As a sub topic of this, it’s highly recommended to use visuals. Draw a picture, create a diagram, map out your existing workflow, or illustrate a real problem by screen sharing. A lot of meetings can’t be done face-to-face these days. But when you have something in common to look at, everyone involved gets a better idea of what we are trying to do.
Both are big words. But at the end of the day, a good solution requires creativity from both sides in order to come up with a good solution. You also need flexibility on both sides in order to accept and deliver it.
This is the second-most important question, after “WHY”. You’ve planned the big picture and made sure all the components make sense and will work together. This is the time to think if there are any other details that might help or harm this. “We also have a security team that needs to clear any content before its published” or “Our company has a delivery freeze between September and January” may seem like details, but the earlier in the solution design process these types of things are communicated, the better.
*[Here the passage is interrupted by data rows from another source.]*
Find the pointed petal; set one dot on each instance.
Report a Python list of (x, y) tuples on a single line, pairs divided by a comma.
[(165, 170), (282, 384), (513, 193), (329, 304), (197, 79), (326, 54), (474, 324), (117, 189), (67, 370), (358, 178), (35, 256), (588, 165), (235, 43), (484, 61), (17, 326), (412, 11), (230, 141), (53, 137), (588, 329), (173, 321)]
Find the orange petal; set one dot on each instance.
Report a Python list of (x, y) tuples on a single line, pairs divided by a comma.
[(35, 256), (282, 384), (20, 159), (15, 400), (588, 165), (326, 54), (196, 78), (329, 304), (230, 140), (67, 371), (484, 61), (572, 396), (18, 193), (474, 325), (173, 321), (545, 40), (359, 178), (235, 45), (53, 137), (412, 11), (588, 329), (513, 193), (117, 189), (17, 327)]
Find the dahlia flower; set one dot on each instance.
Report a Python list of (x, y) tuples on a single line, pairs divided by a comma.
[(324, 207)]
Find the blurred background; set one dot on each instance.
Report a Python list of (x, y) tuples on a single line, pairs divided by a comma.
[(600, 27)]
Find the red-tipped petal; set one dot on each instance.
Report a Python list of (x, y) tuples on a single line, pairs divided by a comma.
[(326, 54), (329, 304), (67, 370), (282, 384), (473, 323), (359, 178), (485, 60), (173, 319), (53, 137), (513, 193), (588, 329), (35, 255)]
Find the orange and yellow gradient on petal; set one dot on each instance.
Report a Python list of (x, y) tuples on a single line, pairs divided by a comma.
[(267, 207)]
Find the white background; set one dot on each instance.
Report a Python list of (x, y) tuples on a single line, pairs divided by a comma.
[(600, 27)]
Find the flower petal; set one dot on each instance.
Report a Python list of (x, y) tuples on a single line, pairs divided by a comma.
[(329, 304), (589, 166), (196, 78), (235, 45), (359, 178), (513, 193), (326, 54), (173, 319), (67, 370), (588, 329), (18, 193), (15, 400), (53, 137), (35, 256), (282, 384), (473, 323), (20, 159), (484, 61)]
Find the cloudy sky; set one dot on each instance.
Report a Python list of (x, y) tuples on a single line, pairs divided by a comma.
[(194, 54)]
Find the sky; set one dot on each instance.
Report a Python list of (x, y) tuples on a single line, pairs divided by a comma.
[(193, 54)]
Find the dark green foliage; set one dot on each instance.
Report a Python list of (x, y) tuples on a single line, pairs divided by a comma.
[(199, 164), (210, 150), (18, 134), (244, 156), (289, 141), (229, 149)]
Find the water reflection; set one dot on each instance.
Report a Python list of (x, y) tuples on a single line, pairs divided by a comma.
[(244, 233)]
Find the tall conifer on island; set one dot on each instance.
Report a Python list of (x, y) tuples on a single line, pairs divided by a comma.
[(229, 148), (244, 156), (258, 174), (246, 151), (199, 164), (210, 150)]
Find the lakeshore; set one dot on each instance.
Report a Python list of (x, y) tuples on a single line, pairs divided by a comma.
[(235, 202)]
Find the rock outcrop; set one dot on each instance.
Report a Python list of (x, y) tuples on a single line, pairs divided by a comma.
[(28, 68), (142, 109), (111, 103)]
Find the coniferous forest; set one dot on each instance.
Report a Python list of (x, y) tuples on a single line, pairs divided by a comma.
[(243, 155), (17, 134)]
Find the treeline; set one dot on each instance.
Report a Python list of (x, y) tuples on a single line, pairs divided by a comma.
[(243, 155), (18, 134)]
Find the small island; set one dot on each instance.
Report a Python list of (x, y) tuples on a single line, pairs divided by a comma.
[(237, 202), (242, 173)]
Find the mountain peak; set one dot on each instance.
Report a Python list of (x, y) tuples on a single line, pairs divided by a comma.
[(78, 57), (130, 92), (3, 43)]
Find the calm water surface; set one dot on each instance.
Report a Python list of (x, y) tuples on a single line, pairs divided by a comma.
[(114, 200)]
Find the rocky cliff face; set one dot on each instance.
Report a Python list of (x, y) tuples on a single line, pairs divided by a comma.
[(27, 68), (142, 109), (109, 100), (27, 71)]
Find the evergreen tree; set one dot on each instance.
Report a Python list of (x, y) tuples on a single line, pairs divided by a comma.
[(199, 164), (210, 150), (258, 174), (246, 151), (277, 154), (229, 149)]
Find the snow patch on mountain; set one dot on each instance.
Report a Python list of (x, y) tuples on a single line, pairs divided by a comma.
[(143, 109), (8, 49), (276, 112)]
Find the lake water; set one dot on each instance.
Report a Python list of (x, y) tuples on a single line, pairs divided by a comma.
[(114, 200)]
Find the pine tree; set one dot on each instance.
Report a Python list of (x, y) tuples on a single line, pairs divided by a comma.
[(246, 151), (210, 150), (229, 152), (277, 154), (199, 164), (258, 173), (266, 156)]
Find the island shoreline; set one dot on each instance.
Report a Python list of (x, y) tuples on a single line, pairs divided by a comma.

That way, all these kinds of requirements can be taken into account.
Creating and planning a solution that will work perfectly can be challenging. But when the teams work together and communicate as openly as possible in the solution design process, it’s so much easier and more fun to work towards that goal. Ultimately, putting a solution in place that will delight your users and be easy to manage is in everyone’s best interest. Let’s work together to do that.